Given the specific style of fondness we have for footballers from the 90s, I’ve always been curious about how we will remember those whose peak has arrived in the last 10-15 years.
The otherworldly numbers put up by Lionel Messi and Cristiano Ronaldo for the best part of a decade truly have no equal in terms of longevity, and there’s a big question over whether that context will make it harder for us to remember less prolific players without the ultra-competitive numbers game being thrown back in our face.
We might not think less of Pelé’s contemporaries for their failure to match his goal totals, but we didn’t have the opportunity to watch the Brazilian in action every week. When Messi and Ronaldo depart, their careers will either be mythologised to death or completely devoid of any nuance, depending on the achievements of those who follow them.
They won’t be treated in the same way as the Football Italia generation, whose best bits were enjoyed and low points forgotten, but that doesn’t mean there won’t be a void for the footballer-as-mythology.
In a world where two men have done everything, however, that role may be left to those who burned bright in front of a select few but never became the player they might have been.
Alex Hleb’s trophy cabinet doesn’t mark him out as anything special – a loss in a Champions League final here, an absence from a victorious matchday squad there – and as a Belarus native he never even came close to appearing at a major international tournament.
However, when it comes to talent and sheer watchability, the former Arsenal midfielder has few equals.
We can look at April 2005 as a cut-off point between old and new, that iconic photo of Rui Costa and Marco Materazzi at a pyro-strewn San Siro – you know, the one you recognise from the football Twitter starter pack – acting as a bridge between the last generation and the one we’re witnessing today.
Back then, we were in the midst of a Champions League last eight without Barcelona, Real Madrid or Manchester United – the last time such a thing has occurred.
It was also just two months before Hleb, fresh off three successive finishes in the Bundesliga top six with VfB Stuttgart, would complete a move to Arsenal.
This was before Twitter, and before we all knew everything about a player, but fans were able to piece a few things together: specifically that he wasn’t a prolific goalscorer but was good on the ball, even if his slight frame didn’t imply strength.
In short, a potentially great fit for the Arsenal of that era but, at the same time, perhaps the sort of player who would do little to dispel complaints about the Gunners always trying to score the perfect goal.
Some of the world’s greatest are often credited for making football look really easy, but the beauty of Hleb came from how difficult he made everything seem.
Almost every single touch was deliberate in a manner unique to him, as if his very possession of the ball was a threat to him staying upright. While others went on one individual run, he went on a series of miniature ones each time he got the ball.
Each touch was like the start of a micro-dribble, as if he felt he needed to start again multiple times during each dribble. And while this might have hindered others, for him it was a chance to pinch the ball away from the nearest man at the latest possible moment.
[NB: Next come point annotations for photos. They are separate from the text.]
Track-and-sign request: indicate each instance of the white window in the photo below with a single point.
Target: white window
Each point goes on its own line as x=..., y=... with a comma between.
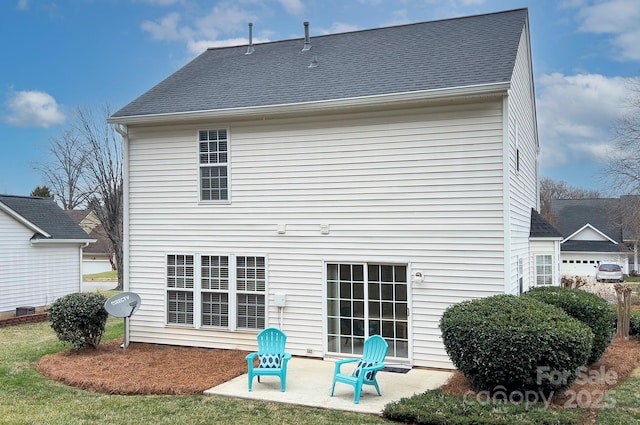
x=180, y=279
x=227, y=297
x=544, y=270
x=214, y=165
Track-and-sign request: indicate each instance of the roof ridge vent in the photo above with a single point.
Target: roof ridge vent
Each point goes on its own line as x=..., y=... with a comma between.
x=250, y=48
x=307, y=40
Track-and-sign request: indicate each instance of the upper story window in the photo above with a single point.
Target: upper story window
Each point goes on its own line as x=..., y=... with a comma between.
x=214, y=165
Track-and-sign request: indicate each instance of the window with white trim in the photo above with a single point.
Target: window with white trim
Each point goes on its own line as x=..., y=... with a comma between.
x=180, y=285
x=227, y=297
x=214, y=165
x=544, y=270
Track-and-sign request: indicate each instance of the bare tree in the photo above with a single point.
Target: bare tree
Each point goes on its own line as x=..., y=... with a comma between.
x=65, y=172
x=103, y=151
x=42, y=192
x=553, y=189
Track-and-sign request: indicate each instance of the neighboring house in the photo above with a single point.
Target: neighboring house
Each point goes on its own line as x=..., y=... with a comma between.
x=335, y=187
x=40, y=252
x=594, y=231
x=545, y=251
x=98, y=257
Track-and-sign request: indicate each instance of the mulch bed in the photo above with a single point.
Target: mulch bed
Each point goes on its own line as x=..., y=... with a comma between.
x=144, y=368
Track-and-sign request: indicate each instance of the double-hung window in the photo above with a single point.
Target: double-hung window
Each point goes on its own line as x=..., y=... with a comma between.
x=544, y=270
x=231, y=292
x=214, y=165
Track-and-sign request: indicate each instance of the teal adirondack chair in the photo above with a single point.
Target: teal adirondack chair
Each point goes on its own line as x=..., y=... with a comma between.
x=273, y=359
x=372, y=361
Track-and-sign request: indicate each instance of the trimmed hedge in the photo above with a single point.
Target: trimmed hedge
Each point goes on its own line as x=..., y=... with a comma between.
x=586, y=307
x=634, y=323
x=510, y=343
x=79, y=318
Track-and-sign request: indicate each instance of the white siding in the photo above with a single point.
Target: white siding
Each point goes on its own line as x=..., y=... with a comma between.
x=34, y=275
x=422, y=186
x=522, y=184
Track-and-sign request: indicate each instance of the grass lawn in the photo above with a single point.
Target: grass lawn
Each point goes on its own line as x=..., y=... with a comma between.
x=26, y=397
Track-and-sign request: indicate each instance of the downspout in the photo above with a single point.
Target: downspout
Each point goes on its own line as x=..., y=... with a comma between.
x=506, y=206
x=123, y=132
x=83, y=246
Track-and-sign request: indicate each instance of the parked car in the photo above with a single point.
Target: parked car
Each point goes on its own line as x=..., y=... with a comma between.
x=609, y=272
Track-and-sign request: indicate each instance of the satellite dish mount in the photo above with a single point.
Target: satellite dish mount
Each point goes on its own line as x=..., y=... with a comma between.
x=123, y=305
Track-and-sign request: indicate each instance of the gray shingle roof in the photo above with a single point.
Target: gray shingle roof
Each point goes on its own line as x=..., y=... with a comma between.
x=459, y=52
x=541, y=228
x=592, y=246
x=571, y=215
x=46, y=215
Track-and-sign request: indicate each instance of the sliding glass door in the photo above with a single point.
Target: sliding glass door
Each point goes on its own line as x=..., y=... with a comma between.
x=367, y=299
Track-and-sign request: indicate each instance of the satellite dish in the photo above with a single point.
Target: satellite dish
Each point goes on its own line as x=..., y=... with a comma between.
x=123, y=304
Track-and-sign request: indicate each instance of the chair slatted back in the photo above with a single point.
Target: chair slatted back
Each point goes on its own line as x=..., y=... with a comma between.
x=271, y=343
x=375, y=350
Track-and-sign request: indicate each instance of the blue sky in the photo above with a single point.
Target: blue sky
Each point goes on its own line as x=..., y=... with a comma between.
x=57, y=55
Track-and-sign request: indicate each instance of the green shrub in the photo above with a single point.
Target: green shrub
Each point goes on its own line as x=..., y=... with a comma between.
x=511, y=343
x=79, y=318
x=588, y=308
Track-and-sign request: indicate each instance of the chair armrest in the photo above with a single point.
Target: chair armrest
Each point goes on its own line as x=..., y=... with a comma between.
x=250, y=357
x=374, y=368
x=339, y=364
x=285, y=359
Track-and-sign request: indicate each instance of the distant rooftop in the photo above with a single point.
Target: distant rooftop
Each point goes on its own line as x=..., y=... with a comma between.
x=45, y=214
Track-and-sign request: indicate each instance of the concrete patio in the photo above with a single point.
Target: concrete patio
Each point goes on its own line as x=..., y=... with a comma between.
x=309, y=384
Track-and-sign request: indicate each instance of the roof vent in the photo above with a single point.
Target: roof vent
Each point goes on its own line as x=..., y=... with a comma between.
x=307, y=40
x=250, y=48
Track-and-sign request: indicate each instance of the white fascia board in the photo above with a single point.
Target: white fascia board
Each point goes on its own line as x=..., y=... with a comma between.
x=62, y=241
x=588, y=226
x=23, y=220
x=483, y=89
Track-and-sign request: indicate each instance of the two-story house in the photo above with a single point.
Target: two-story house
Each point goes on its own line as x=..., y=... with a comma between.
x=335, y=187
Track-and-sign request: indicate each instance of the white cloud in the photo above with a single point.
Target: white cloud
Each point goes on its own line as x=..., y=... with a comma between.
x=197, y=47
x=218, y=28
x=619, y=18
x=224, y=19
x=160, y=2
x=577, y=115
x=165, y=29
x=33, y=109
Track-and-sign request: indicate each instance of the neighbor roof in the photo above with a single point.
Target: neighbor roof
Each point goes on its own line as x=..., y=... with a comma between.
x=570, y=215
x=453, y=53
x=46, y=215
x=541, y=228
While the approach can see you caught in possession and, yes, accused of trying to do too much, when it comes off it can make the other team look very, very stupid. And really, isn’t that the point of football.
He might not have scored all that many for Arsenal – just 10 in his three seasons there – but does that really matter when you can do this?
In theory, Hleb’s move to Barcelona in 2008 ought to have been perfect.
He was the exact sort of player 2018 Pep Guardiola would absolutely love, but things didn’t quite work out with v1 of the Catalan coach.
Nearly half of his 36 appearances came from the bench, with his involvement in the Champions League knockout rounds extending to just 20 minutes from the bench and none in the final at the Stadio Olimpico.
Suddenly, when you have Lionel Messi in the form of his life, with Andrés Iniesta and Xavi near-flawless behind him, mere brilliance ceases to be enough. Pep’s Barcelona might have been ideal for a player with Hleb’s qualities, but they already had enough of those.
Still, you could see his quality in his absence from Arsenal’s squad – in the 10 years since his departure, they have only once got within seven points of the 83 they picked up in his final season in North London.
There’s a reason why, even as they watch the likes of Mesut Özil playing the hits, Arsenal fans reminisce about the Belarusian’s spell at the club.
While others play football with complete joy, the beauty of Hleb at his peak came from the opposite: his talent was a brilliance of fear, delicately chasing perfection to the point where any small failure could feel like devastation.
For someone whose quality always had the appearance of hard work, the stop-start nature of the following seasons ought not to have taken their toll as much as they did, but something seemed to be lost during that season at Camp Nou and he couldn’t regain it in the loan seasons and return to Belarus that followed.
Hleb later admitted leaving the club was the biggest mistake of his career. It would be tough to argue.